Fener yazarlarının en etkinlerinden birisi, yakınlarına Denizli'ye duyduğu öfke, nefret ve kini şöyle açıklamıştı mesela:
"Ben burda dururken, gelip bana danışmıyor, gidip Hıncal Uluç ve Adnan Polat'la toplanıyor. Fener için aklı, iki Galatasaraylıdan alıyor.."
Bu kadar aptalca bir iddiaya insan nasıl inanır anlamak mümkün değil. Bu bana söylendiğinde kahkahalarla güldüm. Galatasaray'dan ayrıldığından beri Adnan Polat'ın yüzünü görmüş değilim.. Bir kez bir arada olacaktık. Beni Gökçe Adaya rüzgarla elektrik elde eden tesislerine helikopterle gitmek üzere çağırdı. Söz verdim. Son anda işim çıktı gidemedim. Düşünebiliyor musunuz?.. Hem de her hafta toplanıyormuşuz.. Dedikodular, yalanlar, fesat teorileri dünyasında Denizli'nin ne işi vardı?.. Tabii en büyük yanlışının Türk spor medyasının nerdeyse yüzde 90'ının takıntılı olduğu Hıncal Uluç'la arkadaşlığını sürdürmesi olduğunu da bu paragraf içine almak lazım.. Hatırlayın.. Ben Denizli'yi "İçimizdeki İrlandalı" olarak eleştirirken, o medya nasıl keyifle arkasında yer alıyordu!..

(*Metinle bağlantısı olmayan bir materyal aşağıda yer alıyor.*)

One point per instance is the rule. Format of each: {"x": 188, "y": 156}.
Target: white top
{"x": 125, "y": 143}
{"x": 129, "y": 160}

5- Geçen yılın sonunda istifa etmeyişi hataydı.. Mustafa Denizli, sezon başında sadece 3 futbolcusu eski Fenerbahçeli bir takımın başına geçti.. Kimin emri ile toplandığı bilinen (Ayni kişinin emri ile, Diyarbakır dönüşü havaalanında toplanıp Denizli aleyhine, televizyonların yayınlamaya utandığı iğrenç çığlıkları atanlar da onlardı) kişilerce Fenerbahçe tesislerinde linç edilmek istenen kaptan Rüştü.. Daha düne kadar Trabzon geleneği içinde yetişmiş, birer yıllık Fenerli, Abdullah ve Ogün!.. Gerisi toplama bu takım, yeni hoca ile ilk yılında şampiyon olma mucizevi başarısına ulaşınca Denizli istifa etmeliydi.. "Benim bildiğim Denizli takımı şampiyon yapar ve gider" derken, ondan bu vizyonu bekliyordum. Ama Şampiyonlar Liginde oynama hırsı gözlerini öyle bağlamıştı ki, göremedi. Her türlü zilleti, aşağılanmayı göze alıp, bu gayya, bu zift, bu katran bataklığına bir daha daldı. Kuralar ters otursa, Galatasaray'ın bedava gurubu ona, onun en zorlu gurubu Galatasaray'a çıksa, amacına da ulaşırdı. Ama "Ballı" denen hocanın ne kadar balsız olduğu, sadece kuralarda değil, kazanılması gereken maçlar kaybedilirken de ortaya çıktı.
Denizli geçen yılın sonunda istifa edebilseydi, gerçek efsanenin kim olduğunu bugün dost düşman herkes kabul etmek zorunda kalacaktı.